После работы он заваливался в съемную квартиру третьего и возвращался к личному судному дню, когда он решил проверить догадки о происходящем в Трайтоне. Шинсо смущали растущие слухи на просторах интернета о том, что некоторые районы города непригодны для жизни, что расслоение растет, что многие деньги уходят из бюджета города в карманы вышестоящих лиц, что люди из Лэдо бесследно исчезают в Трайтоне.
Шинсо удалось лично убедиться в том, что слухи не лгали.
О цене за открывшуюся правду он старался не думать.
Узнал и узнал, но что делать с этим — не представлял. С внешним миром не связаться, в интернет всемирный не выйти, да и поговорить о наболевшем, в общем, было не с кем. Поэтому растущая в глубине души терзающая боль продолжала виться, плести из кровяных сосудов строчки несогласия и злобы.

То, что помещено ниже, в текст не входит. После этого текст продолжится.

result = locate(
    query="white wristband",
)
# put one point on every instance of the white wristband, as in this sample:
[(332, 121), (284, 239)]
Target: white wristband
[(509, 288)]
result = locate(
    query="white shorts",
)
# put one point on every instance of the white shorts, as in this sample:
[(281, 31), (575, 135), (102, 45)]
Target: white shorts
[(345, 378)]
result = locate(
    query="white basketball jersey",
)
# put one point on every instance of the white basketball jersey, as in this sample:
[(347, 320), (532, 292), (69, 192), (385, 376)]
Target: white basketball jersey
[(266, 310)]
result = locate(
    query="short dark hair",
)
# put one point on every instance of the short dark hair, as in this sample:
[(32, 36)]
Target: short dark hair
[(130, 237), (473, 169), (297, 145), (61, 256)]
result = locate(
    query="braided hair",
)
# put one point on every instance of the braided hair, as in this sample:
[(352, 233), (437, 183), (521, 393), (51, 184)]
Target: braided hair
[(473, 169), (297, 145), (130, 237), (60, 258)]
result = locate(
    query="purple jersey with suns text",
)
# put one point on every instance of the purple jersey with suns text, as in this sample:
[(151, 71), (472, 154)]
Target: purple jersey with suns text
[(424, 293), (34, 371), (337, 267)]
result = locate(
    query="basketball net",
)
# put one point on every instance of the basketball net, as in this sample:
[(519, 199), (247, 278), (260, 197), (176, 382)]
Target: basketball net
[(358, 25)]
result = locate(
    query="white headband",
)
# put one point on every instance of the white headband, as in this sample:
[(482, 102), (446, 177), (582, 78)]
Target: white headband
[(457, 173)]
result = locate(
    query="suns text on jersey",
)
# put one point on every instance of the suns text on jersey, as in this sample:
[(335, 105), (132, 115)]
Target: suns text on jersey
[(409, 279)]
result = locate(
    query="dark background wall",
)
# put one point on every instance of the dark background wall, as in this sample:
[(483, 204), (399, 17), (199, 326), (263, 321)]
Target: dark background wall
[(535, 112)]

Однажды, убирая мусор на шестом, он увидел приоткрытую дверь, ведущую в кабинет директора. Может, ему уже все равно тогда было на возможные последствия (с ними он и так столкнулся год назад, дальше уже некуда) и прошел в кабинет в поисках… он сам толком не понимал, что искал. Зацепку какую-то, которая могла бы объяснить, почему же бедные районы — бедные. Не нашел Шинсо ничего, кроме кучи папок с отчетами, таблицами, данными и лежащей у монитора бумажки с паролем. Пароль к стоящему компьютеру не подошел, к спрятанному в ящике планшету тоже, и Шинсо посчитал, что тот был куда важнее, чем данные, хранящиеся в кабинете. Шинсо пароль записал и запомнил, но от чего — только голову зря ломал да поглядывал иногда на цифру седьмого этажа, мигающую для него вечным красным.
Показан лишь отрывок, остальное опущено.